DON'T GET MARRIED IF....
I
was sent this post by my soon to be husband. It touched my SOUL very
deeply and right now....I have promised myself to read and re-read it as
long as I know it by heart.
Every single, not yet married, about to be married SHOULD read this, the words are so true....and will be a HUGE blessing!
Please continue reading...
DON'T GET MARRIED IF....
If you’re not ready to delay gratification when your are angry. To hold
your tongue, lower your voice and sometimes wait till the appropriate
time, day or even month before you can deal with an issue thoroughly….
don’t get married. Immaturity is the inability to delay gratification.
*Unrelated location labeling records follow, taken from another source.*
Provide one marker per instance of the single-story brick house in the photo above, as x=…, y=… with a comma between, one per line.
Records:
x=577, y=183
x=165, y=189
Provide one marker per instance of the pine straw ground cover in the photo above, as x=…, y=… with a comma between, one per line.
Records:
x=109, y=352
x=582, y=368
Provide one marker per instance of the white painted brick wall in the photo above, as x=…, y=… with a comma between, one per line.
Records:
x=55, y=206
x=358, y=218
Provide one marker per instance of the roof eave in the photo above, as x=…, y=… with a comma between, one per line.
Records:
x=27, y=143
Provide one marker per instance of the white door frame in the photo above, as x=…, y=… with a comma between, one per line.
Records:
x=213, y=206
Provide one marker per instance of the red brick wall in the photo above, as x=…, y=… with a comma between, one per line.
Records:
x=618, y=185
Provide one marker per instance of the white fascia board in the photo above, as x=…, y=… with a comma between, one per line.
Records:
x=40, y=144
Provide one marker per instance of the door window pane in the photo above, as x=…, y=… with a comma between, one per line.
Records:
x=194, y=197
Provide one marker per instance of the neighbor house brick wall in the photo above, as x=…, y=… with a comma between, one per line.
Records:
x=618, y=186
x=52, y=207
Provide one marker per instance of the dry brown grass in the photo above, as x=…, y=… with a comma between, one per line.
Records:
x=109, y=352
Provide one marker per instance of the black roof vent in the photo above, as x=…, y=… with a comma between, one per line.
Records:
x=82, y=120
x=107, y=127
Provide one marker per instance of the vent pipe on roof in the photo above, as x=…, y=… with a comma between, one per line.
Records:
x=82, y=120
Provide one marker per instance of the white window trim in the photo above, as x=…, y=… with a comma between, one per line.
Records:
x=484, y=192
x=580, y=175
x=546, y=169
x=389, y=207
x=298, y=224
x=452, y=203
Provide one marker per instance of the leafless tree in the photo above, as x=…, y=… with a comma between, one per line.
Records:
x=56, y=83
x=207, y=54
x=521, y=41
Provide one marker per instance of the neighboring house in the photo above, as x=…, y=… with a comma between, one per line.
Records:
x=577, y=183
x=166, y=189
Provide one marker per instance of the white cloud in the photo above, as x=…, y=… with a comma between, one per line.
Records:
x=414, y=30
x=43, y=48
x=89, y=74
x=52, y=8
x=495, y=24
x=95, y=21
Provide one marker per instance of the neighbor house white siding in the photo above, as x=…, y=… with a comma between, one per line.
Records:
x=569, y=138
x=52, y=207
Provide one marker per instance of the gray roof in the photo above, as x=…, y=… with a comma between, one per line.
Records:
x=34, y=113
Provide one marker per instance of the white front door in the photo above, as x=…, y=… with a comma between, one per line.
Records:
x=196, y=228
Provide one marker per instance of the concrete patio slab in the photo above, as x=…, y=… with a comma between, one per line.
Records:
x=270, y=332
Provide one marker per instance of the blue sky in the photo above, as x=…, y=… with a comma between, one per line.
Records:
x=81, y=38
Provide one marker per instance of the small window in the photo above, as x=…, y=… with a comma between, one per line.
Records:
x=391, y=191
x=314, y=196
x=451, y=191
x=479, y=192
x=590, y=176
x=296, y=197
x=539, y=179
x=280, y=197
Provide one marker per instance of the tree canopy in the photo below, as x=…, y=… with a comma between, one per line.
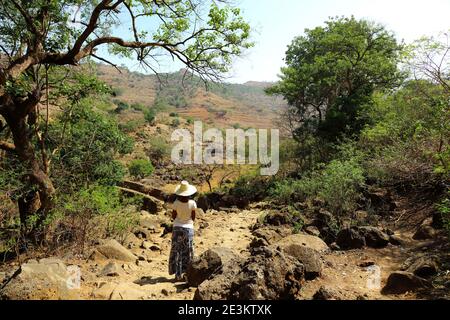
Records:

Marriage is for the mature.
If you’re not ready to leave center
stage and allow someone else to become your focus, your study, your
muses… don’t get married. Selfish people make very bad spouses. In
marriage you don’t lose yourself but your heart has to be big enough to
gain someone else. And soon, with God’s blessing: little, crying, diaper
soiling, demanding little ones are coming!
If you are not
ready, to stand up and calmly deal with meddling in laws as a united
front: The opinionated sister, the insensitive uncle, the domineering
father, the manner less brother, the nosy aunt….. don’t get married.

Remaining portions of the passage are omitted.